Effect of leptin supplementation during in vitro oocyte maturation and embryo culture on bovine embryo development and gene expression patterns.

机构信息

Departamento de Fisiología (Fisiología Animal), Facultad de Veterinaria, UCM, Madrid 28040, Spain.

出版信息

Theriogenology. 2011 Mar 15;75(5):887-96. doi: 10.1016/j.theriogenology.2010.10.031. Epub 2010 Dec 31.

Abstract

Leptin is a metabolic hormone related to body condition and nutritional status that influences fertility in assisted reproductive technologies modulating oocyte and embryo quality. The aim of the present study was to establish the effect of various leptin concentrations (0, 10, 100 ng/mL) during in vitro oocyte maturation (IVM) and in vitro embryo culture (IVC) on bovine embryo development and quality in terms of gene expression. The relative mRNA abundance of the genes encoding solute carrier family 2 (facilitated glucose transporter) member 1 (SLC2A1), Bcl-2-associated X protein (BAX), placenta-specific 8 (PLAC8), aldo-keto reductase family 1 member B1 (AKR1B1) and leptin receptor (LEPR) were determined on Day 7 blastocysts by qRT-PCR. Cleavage rate (P < 0.005) and blastocyst yield (P = 0.05) was significantly lower when cumulus-oocyte complexes (COCs) were matured with 100 ng/mL leptin compared to 0 or 10 ng/mL leptin. No significant effect of different concentrations of leptin added during IVC on blastocyst yield was observed. The presence of 100 ng/mL leptin in both IVM and IVC further decreased cleavage rate (P < 0.005) and blastocyst yield compared to the control group without leptin (P = 0.05) and those supplemented with 10 ng/mL leptin or FCS (P < 0.005).

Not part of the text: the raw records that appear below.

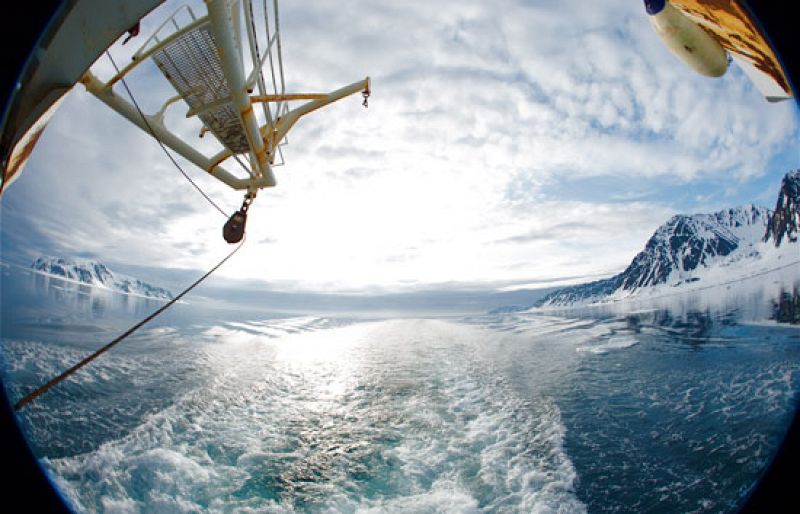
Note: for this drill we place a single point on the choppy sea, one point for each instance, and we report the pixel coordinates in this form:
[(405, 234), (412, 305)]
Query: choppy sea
[(657, 409)]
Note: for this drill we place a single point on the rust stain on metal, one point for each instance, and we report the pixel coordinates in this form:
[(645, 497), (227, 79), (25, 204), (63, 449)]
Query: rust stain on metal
[(20, 155), (731, 25)]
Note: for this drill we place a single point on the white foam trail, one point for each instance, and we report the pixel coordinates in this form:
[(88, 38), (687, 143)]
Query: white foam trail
[(393, 416)]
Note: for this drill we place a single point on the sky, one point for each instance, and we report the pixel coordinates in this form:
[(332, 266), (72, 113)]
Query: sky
[(507, 144)]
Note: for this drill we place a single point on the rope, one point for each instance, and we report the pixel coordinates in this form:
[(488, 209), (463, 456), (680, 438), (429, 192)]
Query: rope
[(46, 387), (152, 133)]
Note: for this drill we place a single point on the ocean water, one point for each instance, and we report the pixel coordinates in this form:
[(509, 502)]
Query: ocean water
[(660, 409)]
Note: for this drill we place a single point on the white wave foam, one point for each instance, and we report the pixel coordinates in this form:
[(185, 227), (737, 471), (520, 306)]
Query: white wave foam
[(375, 417)]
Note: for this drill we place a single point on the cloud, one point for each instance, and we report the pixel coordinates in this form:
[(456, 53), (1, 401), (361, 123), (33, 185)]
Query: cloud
[(483, 121)]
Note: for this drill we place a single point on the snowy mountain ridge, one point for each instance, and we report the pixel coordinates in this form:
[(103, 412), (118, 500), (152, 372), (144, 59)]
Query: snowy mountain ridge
[(99, 275), (689, 249)]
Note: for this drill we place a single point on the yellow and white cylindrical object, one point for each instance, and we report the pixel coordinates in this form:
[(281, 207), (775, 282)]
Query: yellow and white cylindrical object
[(688, 40)]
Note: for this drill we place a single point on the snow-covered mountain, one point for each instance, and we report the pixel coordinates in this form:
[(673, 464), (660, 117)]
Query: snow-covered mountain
[(687, 248), (98, 275)]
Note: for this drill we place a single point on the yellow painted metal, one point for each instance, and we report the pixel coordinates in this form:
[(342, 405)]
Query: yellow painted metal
[(731, 25), (288, 97)]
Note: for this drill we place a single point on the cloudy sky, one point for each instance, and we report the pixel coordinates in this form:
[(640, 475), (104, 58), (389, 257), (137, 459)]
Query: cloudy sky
[(506, 143)]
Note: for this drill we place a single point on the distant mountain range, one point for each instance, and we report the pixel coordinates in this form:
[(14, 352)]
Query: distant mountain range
[(97, 274), (683, 249)]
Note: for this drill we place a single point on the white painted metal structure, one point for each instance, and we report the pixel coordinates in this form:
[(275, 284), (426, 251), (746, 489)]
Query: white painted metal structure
[(204, 58)]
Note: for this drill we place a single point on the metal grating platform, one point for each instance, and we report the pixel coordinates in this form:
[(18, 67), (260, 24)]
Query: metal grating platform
[(191, 64)]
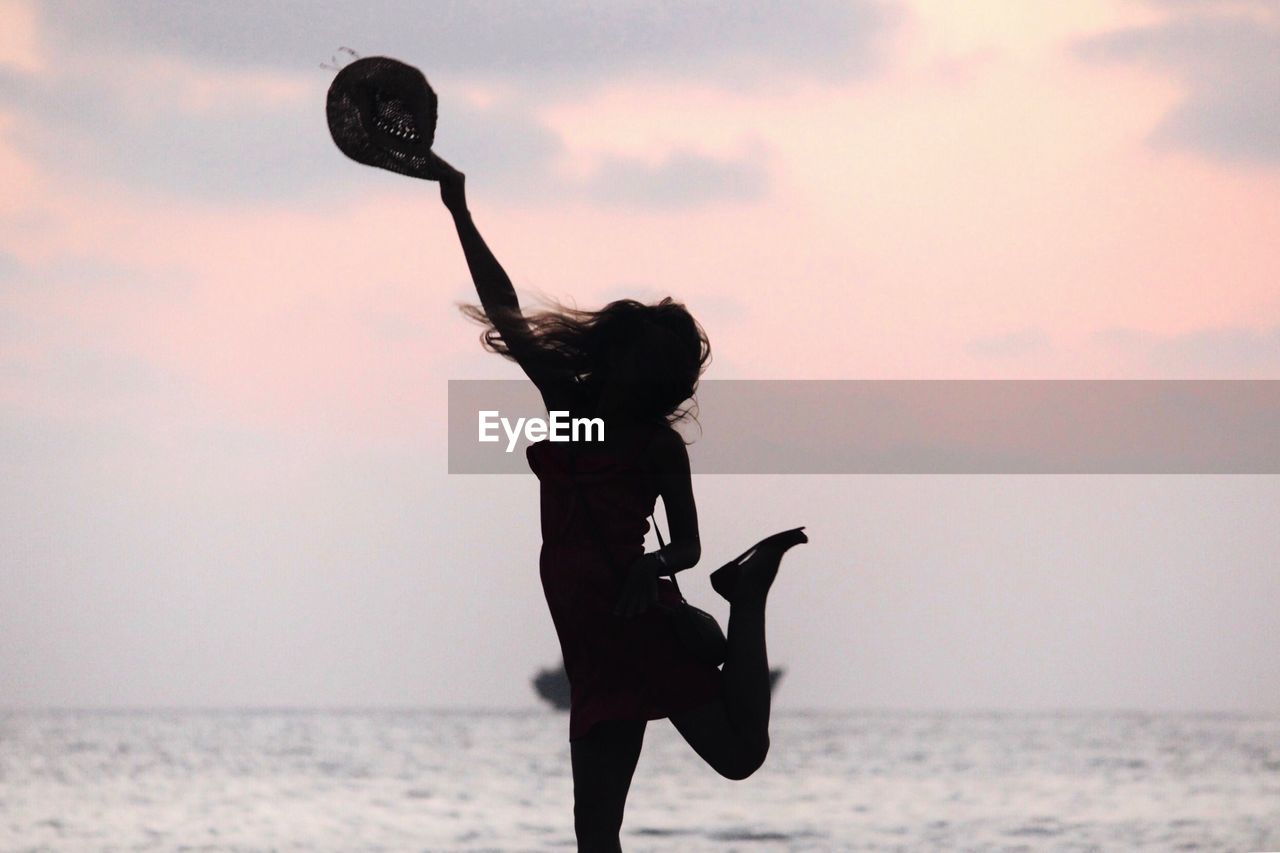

There was no evidence of any leptin-induced difference in the relative transcript abundance of SLC2A1, BAX and PLAC8 genes in Day 7 blastocysts. Expression of AKR1B1 was significantly lower in blastocysts from COCs matured with 100 ng/mL leptin compared to those matured with 0 or 10 ng/mL leptin (P < 0.005). LEPR expression was up regulated when leptin concentration was increased from 0 ng/mL during IVM to 10 ng/mL during IVC, but it was down-regulated in the opposite situation (P < 0.005). In conclusion, high leptin concentrations possibly related to obesity seem to be more detrimental rather than the absence of this hormone for preimplantation embryo survival; this effect is independent of LEPR gene expression and it does not influence expression of SLC2A1, BAX and PLAC8 genes in Day 7 blastocysts.

摘要

瘦素是一种与身体状况和营养状况有关的代谢激素,它通过调节卵母细胞和胚胎质量来影响辅助生殖技术的生育能力。本研究的目的是确定在体外卵母细胞成熟(IVM)和体外胚胎培养(IVC)过程中,不同浓度(0、10、100ng/ml)的瘦素对牛胚胎发育和基因表达的影响。qRT-PCR 法测定第 7 天囊胚中编码溶质载体家族 2(促进葡萄糖转运体)成员 1(SLC2A1)、Bcl-2 相关 X 蛋白(BAX)、胎盘特异性 8(PLAC8)、醛酮还原酶家族 1 成员 B1(AKR1B1)和瘦素受体(LEPR)的相对 mRNA 丰度。与 0 或 10ng/ml 瘦素相比,当用 100ng/ml 瘦素成熟卵丘-卵母细胞复合物(COCs)时,卵裂率(P<0.005)和囊胚产量(P=0.05)显著降低。在 IVC 过程中添加不同浓度的瘦素对囊胚产量无显著影响。与不含瘦素的对照组(P=0.05)和添加 10ng/ml 瘦素或 FCS 的对照组(P<0.005)相比,IVM 和 IVC 中均添加 100ng/ml 瘦素进一步降低了卵裂率(P<0.005)和囊胚产量。在第 7 天囊胚中,没有证据表明 SLC2A1、BAX 和 PLAC8 基因的相对转录丰度存在任何由瘦素引起的差异。与用 0 或 10ng/ml 瘦素成熟的 COCs 相比,用 100ng/ml 瘦素成熟的 COCs 的 AKR1B1 表达显著降低(P<0.005)。当 IVM 期间瘦素浓度从 0ng/ml 增加到 IVC 期间的 10ng/ml 时,LEPR 表达上调,但在相反情况下下调(P<0.005)。总之,高浓度的瘦素(可能与肥胖有关)似乎对胚胎植入前的存活更为不利,而不是缺乏这种激素;这种影响与 LEPR 基因表达无关,也不影响第 7 天囊胚中 SLC2A1、BAX 和 PLAC8 基因的表达。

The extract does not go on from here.